Opéra National de Bordeaux

La Force de l’Intemporel

   Voici la preuve par trois que la Danse, à l’instar des anges, n’a pas d’âge. Eric Quilleré, Directeur du Ballet de l’Opéra National de Bordeaux, a eu évidemment raison de nous le rappeler. Le programme, en effet, de cette soirée partagée, s’ouvre avec In the Night, ballet à part dans l’œuvre de Robbins, dans la mesure où Chopin guide, depuis l’au-delà, les pas fluides, élégamment interprétés par les Solistes de la Maison, et profondément romantiques… à l’image du musicien en proie au mal de son siècle, les tourments de l’âme amoureuse.

   

   Métaphore filée avec l’Entrée au Répertoire de Now and Now, du brillant artiste Johan Inger.

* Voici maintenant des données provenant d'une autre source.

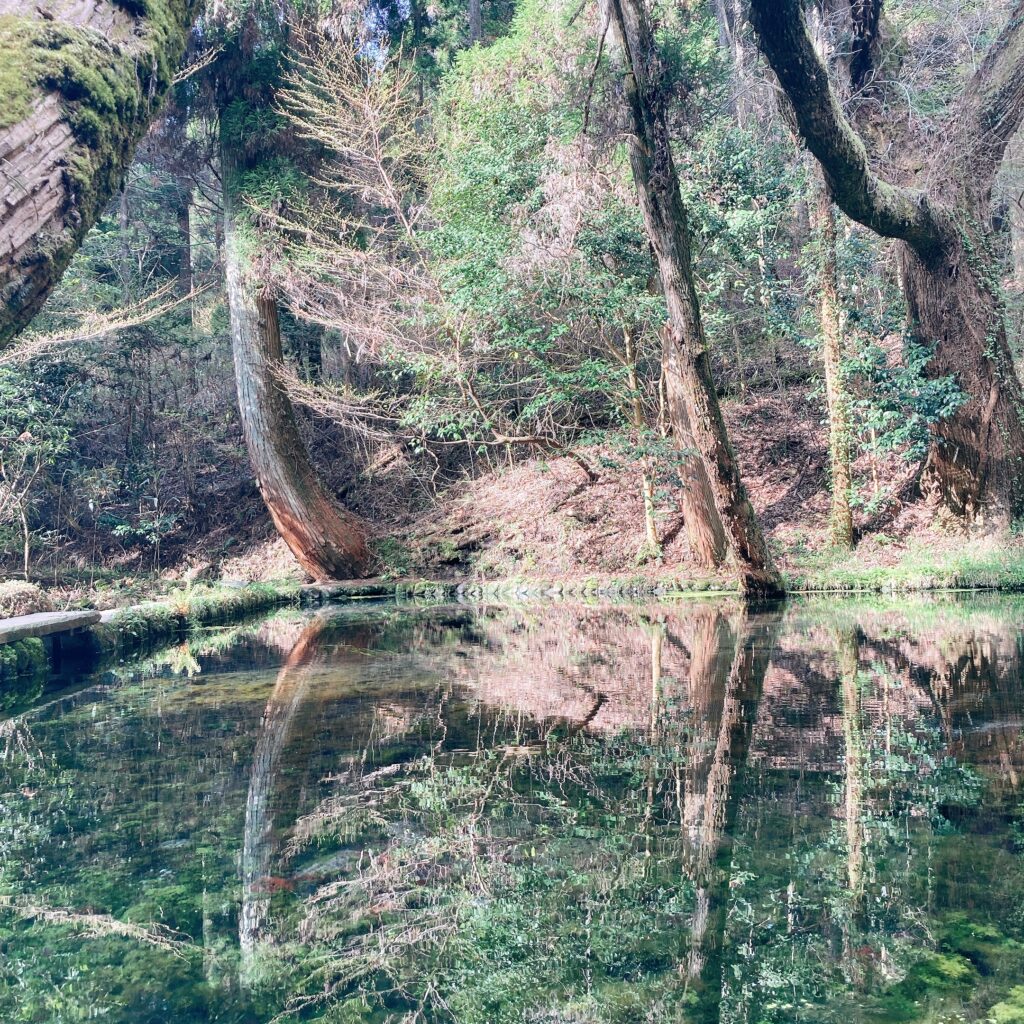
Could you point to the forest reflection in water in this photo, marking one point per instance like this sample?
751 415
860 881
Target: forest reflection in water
692 812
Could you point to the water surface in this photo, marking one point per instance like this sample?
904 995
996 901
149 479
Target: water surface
560 813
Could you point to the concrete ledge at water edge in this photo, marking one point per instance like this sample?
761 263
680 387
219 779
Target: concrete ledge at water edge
44 624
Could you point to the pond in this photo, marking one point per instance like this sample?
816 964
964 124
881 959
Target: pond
687 812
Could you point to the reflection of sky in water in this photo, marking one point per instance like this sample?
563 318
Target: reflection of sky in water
553 813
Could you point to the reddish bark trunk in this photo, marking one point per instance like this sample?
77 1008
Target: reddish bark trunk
328 542
668 229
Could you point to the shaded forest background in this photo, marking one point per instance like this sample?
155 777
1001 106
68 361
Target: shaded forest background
440 203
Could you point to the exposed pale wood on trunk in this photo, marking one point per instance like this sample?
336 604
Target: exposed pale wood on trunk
53 183
328 542
666 220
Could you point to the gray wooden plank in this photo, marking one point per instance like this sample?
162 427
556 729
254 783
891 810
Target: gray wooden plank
44 624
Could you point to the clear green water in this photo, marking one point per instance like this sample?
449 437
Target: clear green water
562 813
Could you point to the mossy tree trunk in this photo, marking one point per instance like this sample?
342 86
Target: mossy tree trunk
328 542
976 461
79 85
837 396
665 216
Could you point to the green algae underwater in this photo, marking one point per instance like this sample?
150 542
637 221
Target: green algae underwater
562 812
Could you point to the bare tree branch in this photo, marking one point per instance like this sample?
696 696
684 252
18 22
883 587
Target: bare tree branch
888 209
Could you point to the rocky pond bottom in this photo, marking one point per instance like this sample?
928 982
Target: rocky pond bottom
554 813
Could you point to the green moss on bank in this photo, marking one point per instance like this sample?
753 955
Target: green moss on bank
975 566
142 627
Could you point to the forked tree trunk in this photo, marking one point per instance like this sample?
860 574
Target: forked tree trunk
84 80
665 217
838 399
328 542
976 462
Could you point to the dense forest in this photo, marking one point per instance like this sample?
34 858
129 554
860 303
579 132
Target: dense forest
713 290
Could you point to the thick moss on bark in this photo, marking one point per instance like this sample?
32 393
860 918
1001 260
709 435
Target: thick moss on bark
75 99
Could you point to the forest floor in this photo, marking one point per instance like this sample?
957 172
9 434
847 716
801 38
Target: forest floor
542 519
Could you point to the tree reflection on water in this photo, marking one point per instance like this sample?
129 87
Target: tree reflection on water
695 812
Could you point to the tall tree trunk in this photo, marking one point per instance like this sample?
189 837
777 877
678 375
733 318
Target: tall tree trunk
976 462
475 22
328 542
86 80
838 400
705 531
665 217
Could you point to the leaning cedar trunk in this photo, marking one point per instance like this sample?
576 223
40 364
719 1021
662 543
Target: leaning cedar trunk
84 82
328 542
665 218
838 400
705 531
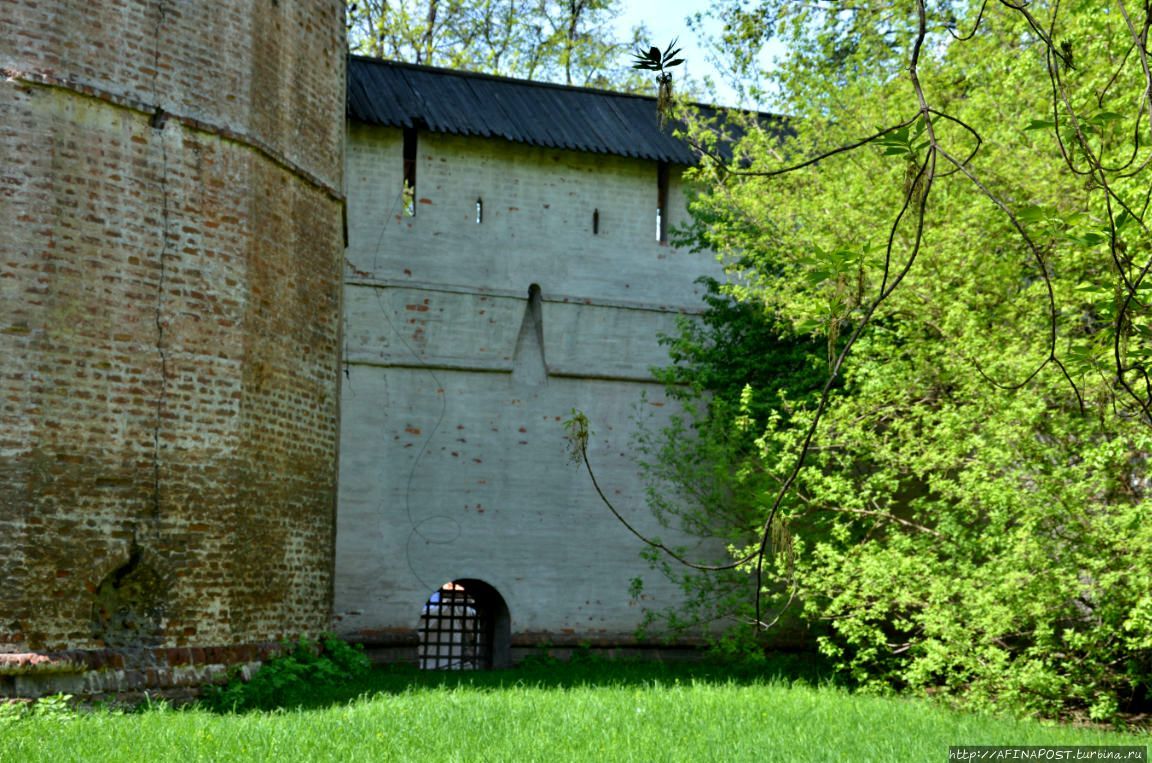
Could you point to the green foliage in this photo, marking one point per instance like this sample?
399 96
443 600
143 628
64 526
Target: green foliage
573 43
53 708
292 677
972 515
598 711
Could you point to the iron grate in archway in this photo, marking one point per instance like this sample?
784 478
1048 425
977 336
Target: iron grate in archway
453 633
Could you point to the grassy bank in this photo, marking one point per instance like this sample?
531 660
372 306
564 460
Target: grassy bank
551 712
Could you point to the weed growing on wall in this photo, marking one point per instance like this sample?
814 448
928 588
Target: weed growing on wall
289 678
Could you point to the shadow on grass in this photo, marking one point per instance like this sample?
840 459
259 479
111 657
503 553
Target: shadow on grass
582 671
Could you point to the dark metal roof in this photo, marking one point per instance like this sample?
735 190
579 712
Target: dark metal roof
536 113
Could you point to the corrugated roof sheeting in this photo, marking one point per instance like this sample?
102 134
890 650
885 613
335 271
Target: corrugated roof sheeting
444 100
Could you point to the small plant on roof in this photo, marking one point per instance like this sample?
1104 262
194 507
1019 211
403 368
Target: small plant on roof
654 60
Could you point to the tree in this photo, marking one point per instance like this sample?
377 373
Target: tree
960 219
559 40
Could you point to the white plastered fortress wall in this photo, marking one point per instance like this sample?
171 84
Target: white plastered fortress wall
528 282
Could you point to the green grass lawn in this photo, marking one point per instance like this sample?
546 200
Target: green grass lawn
593 711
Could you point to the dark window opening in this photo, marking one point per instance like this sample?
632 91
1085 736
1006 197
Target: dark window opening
464 626
661 202
409 188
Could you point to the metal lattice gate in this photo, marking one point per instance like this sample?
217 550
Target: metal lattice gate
454 632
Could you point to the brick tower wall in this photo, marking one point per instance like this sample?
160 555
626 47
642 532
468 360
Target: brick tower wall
171 197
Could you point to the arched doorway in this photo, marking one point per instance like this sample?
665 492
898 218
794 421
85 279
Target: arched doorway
464 625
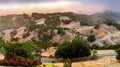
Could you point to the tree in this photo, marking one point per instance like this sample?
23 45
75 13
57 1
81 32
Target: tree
97 26
118 54
67 63
91 38
77 48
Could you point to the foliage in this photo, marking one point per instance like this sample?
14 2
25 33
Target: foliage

Un duo, à la scénographie épurée. Pureté des sentiments de la Chair. Je ne saurai dire si ces corps des amants laissent entrevoir un avenir radieux aux relations entre les deux sexes ou si, au contraire, notre artiste a désiré nous donner à voir une certaine incompatibilité fondamentale entre eux. A vous d’en juger, en regardant les nuages passer de concert avec Autrui : même les enfants dessinent ces météores en les interprétant de façon antinomique. Or, Gide ne disait-il pas qu’« il faut toujours laisser quelque chose à penser au lecteur » ? Pour ma part, j’ai été prise par un sentiment poignant, celui de l’impuissance à créer dans le rapport amoureux la Sursomption chère à Hegel des contradictions entre les êtres. Il est vrai que les deux danseurs, remarquablement, regardent dans la même direction, se rejoignent, suaves, échangent leurs vêtements… Mais il y a ce Je ne sais quoi de tragique, du Grand Tragique présent en le Crépuscule des Idoles… En tout état de cause, Now and Now signe un chef d’œuvre de sensibilité acérée, qu’elle soit en proie aux affres ou au « tenir dans le temps des amants » du Phénomène érotique si magistralement analysé par Jean-Luc Marion.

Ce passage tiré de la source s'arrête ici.